Terrell - I too am aiming to get through as many Newbery boks as possible. This is my present read and I am thoroughly enjoyin it. I find it fascinating that the older books can still speak to us today despite some of the language of the time. I am certainly learning from these older books.

Heather Rogge said...

I need help understanding Roller Skates. I don't understand the introduction. Did she stay 10 figuratively?

BostonPatriot said...

The book opens as ten-year-old Lucinda "comes back" to a place where, if you remember, she is dressed differently from everyone else, and where the narrator (it's not exactly clear who it is) remembers the girl from many years past. It's been so many years that the narrator doesn't quite remember the people and events that Lucinda mentions. At the same time the narrator says that Lucinda has not changed. Then they opens the old diary that Lucinda is pleased has not been thrown away. The ten-year-old Lucinda has been reincarnated.

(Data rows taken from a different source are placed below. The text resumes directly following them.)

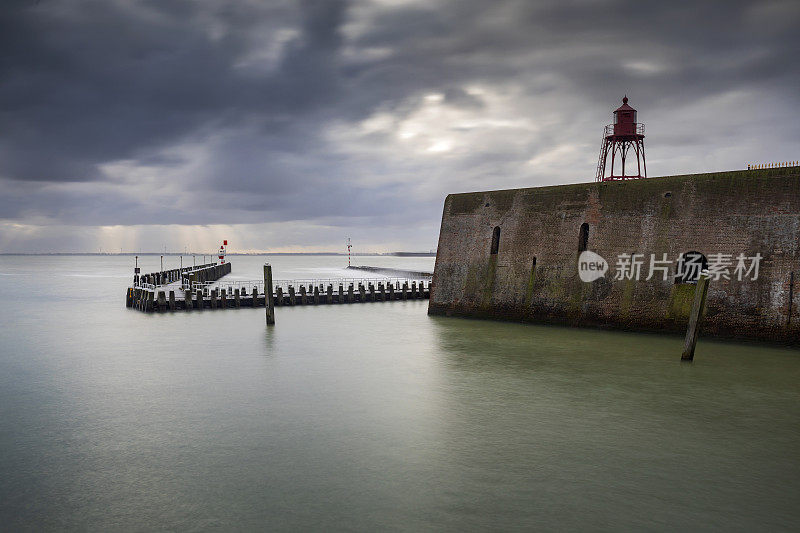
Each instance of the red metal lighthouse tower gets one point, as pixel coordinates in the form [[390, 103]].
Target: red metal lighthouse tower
[[623, 136]]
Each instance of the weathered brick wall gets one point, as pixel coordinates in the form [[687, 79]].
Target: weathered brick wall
[[534, 276]]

If you look to the last chapter it's clear that Lucinda wants to stay ten, and is loathe to return to the life from which she'd been free for a year. The night before she has had a dream she is a seagull (important, because she had decided with her doctor friend that her little friend Trinket had become a seagull upon death, and Lucinda had declared it something she wishes for herself). In the dream she, as a free-flying seagull, meets with the Trinket seagull.

Also in the last chapter Lucinda gets a "blessing" from her Irish hansom cabdriver friend that she remain ten; he says that if they were in Ireland the spell would work. At the very end Lucinda thinks that someone else can have her eleventh birthday, then looks into the "still, placid water" and speaks of the "elegance" of not growing up. She'll tell only three of her friends, and come back every spring as a ten-year-old, "never any older." Dark stuff.